Les deux mises en examen maintenues — Tariq Ramadan

Share

La cour d'appel de Paris a décidé de maintenir les deux mises en examen de l'islamologue suisse Tariq Ramadan pour viols, jeudi.

Avant même la décision de la cour d'appel, l'avocat de Christelle estimait que ce recours était "une requête destinée plus à rassurer les derniers soutiens de Tariq Ramadan qu'à convaincre les juges". Le célèbre intellectuel musulman est inculpé depuis le 2 février 2018 pour deux viols, dont un sur personne vulnérable, ce qu'il conteste fermement. Jusqu'à une volte-face retentissante en octobre, après neuf mois de détention provisoire, Tariq Ramadan, 56 ans, avait persisté à nier tout rapport sexuel avec ces deux plaignantes.

Mais entre-temps, la donne a changé.

"Même dans les moments de fougue et de domination, un non c'était un non", s'était-il défendu lorsqu'il avait reconnu en octobre devant les juges d'instruction une relation consentie avec chacune de ses accusatrices.

La position de l'islamologue était devenue intenable depuis la révélation en septembre de centaines de SMS sans ambiguïté exhumés d'un vieux téléphone de Christelle.

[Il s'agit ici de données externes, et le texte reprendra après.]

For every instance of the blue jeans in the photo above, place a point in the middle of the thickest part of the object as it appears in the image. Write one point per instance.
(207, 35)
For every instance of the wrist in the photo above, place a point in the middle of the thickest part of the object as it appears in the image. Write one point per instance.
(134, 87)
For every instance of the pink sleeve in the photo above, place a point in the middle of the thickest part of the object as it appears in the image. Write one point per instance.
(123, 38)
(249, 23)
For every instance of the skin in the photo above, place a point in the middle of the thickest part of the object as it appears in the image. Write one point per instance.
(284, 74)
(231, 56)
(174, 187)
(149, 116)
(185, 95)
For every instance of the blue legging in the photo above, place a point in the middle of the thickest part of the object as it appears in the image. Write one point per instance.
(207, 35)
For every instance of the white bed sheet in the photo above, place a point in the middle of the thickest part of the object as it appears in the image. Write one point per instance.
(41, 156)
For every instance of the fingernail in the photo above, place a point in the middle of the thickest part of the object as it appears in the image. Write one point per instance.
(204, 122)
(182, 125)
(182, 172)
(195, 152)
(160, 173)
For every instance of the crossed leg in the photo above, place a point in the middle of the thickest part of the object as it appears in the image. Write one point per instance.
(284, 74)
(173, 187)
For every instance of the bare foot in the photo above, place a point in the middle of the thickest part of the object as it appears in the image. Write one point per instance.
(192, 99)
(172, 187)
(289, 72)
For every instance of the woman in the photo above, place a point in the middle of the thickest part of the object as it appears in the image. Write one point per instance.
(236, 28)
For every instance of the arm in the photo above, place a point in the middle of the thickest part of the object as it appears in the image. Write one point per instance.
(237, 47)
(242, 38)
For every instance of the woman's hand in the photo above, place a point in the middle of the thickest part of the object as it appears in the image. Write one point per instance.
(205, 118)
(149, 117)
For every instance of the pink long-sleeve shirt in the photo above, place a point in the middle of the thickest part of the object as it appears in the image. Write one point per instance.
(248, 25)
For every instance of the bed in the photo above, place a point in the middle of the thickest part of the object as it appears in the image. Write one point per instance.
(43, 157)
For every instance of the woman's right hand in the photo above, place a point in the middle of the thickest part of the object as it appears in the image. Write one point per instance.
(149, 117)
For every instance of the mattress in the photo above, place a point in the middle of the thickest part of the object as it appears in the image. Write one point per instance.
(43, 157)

La faveur n'a pas été du côté de Tariq Ramadan.

Les magistrats qui se sont prononcés ce jeudi sont ceux qui avaient, à la surprise générale, remis en liberté Tariq Ramadan mi-novembre, après cette volte-face.

En premier lieu, la datation d'un SMS de Christelle, où elle écrit que Tariq Ramadan lui a "manqué" dès qu'elle a "passé la porte", est au cœur des débats.

Des messages de Henda Ayari, envoyés après la date des faits, ont également été analysés. Ils contiennent des propositions sexuelles mais également des reproches de violences et de manipulation.

"La décision de la cour d'appel, dont on ne connaît pas encore la motivation, n'efface pas les mensonges démontrés des parties civiles, puisque les investigations ont démontré que les relations qu'elles ont eues avec M. Ramadan étaient voulues et pleinement consenties", a pour sa part réagi auprès l'AFP Me Emmanuel Marsigny, avocat de la défense.

Depuis leur plainte initiale, Henda Ayari et Christelle ont décrit de manière constante des rapports brutaux au moment de leur unique rencontre avec M. Ramadan. Toutes deux ont aussi invoqué l'emprise exercée par l'islamologue, par des mensonges, des manipulations et des menaces, corroborées par des témoignages d'autres femmes. Cependant, il a été mis en examen le 02 février 2018 pour ces actes sexuels. Il est soumis à un contrôle judiciaire très strict, l'obligeant ainsi à pointer une fois par semaine au commissariat de Saint-Denis et lui interdisant de quitter le territoire français.

Le prédicateur, qui souffre d'une sclérose en plaques, a dû verser une caution préalable de 300 000 euros et remettre son passeport suisse.